Message ID | db8c6de3dfda46d9e3c0dbebc7f10a898f8be112.1694749532.git.anand.jain@oracle.com (mailing list archive) |
---|---|
State | New, archived |
Headers | show |
Series | btrfs-progs: recover from failed metadata_uuid port kernel | expand |
On Fri, Sep 15, 2023 at 12:08:59PM +0800, Anand Jain wrote: > The misc-test/034-metadata_uuid test case, has four sets of disk images to > simulate failed writes during btrfstune -m|M operations. As of now, this > tests kernel only. Update the test case to verify btrfstune -m|M's > capacity to recover from the same scenarios. > > Signed-off-by: Anand Jain <anand.jain@oracle.com> > --- > tests/misc-tests/034-metadata-uuid/test.sh | 70 ++++++++++++++++------ > 1 file changed, 53 insertions(+), 17 deletions(-) > > diff --git a/tests/misc-tests/034-metadata-uuid/test.sh b/tests/misc-tests/034-metadata-uuid/test.sh > index 479c7da7a5b2..0b06f1266f57 100755 > --- a/tests/misc-tests/034-metadata-uuid/test.sh > +++ b/tests/misc-tests/034-metadata-uuid/test.sh > @@ -195,13 +195,42 @@ check_multi_fsid_unchanged() { > check_flag_cleared "$1" "$2" > } > > -failure_recovery() { > +failure_recovery_progs() { > + local image1 > + local image2 > + local loop1 > + local loop2 > + local devcount > + > + image1=$(extract_image "$1") > + image2=$(extract_image "$2") > + loop1=$(run_check_stdout $SUDO_HELPER losetup --find --show "$image1") > + loop2=$(run_check_stdout $SUDO_HELPER losetup --find --show "$image2") > + > + run_check $SUDO_HELPER udevadm settle > + > + # Scan to make sure btrfs detects both devices before trying to mount > + #run_check "$TOP/btrfstune" -m --noscan --device="$loop1" "$loop2" > + run_check "$TOP/btrfstune" -m "$loop2" This lacks $SUDO_HELPER so it does fails when the whole testuite is not run by a root user. Please make sure that 'make test-...' actually works before sending the patches.

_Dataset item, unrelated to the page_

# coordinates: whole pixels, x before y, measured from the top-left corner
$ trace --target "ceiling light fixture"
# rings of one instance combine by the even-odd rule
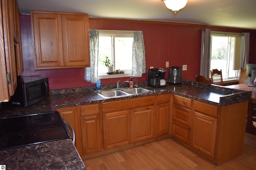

On Fri, Sep 15, 2023 at 12:08:59PM +0800, Anand Jain wrote: > The misc-test/034-metadata_uuid test case, has four sets of disk images to > simulate failed writes during btrfstune -m|M operations. As of now, this > tests kernel only. Update the test case to verify btrfstune -m|M's > capacity to recover from the same scenarios. > > Signed-off-by: Anand Jain <anand.jain@oracle.com> With all the problems fixed, the test still fails. I'm not sure which case it is: ====== RUN CHECK root_helper losetup --find --show ./disk1.raw.restored /dev/loop0 ====== RUN CHECK root_helper losetup --find --show ./disk2.raw.restored /dev/loop1 ====== RUN CHECK root_helper udevadm settle ====== RUN CHECK root_helper /labs/dsterba/gits/btrfs-progs/btrfstune -m /dev/loop1 parent transid verify failed on 30425088 wanted 6 found 4 parent transid verify failed on 30441472 wanted 6 found 4 Error writing to device 1 ERROR: failed to write tree block 30457856: Operation not permitted ERROR: btrfstune failed failed: root_helper /labs/dsterba/gits/btrfs-progs/btrfstune -m /dev/loop1 test failed for case 034-metadata-uuid Looks like a write that's beyond the device limit. I'll keep the patches and tests in devel so you can have a look.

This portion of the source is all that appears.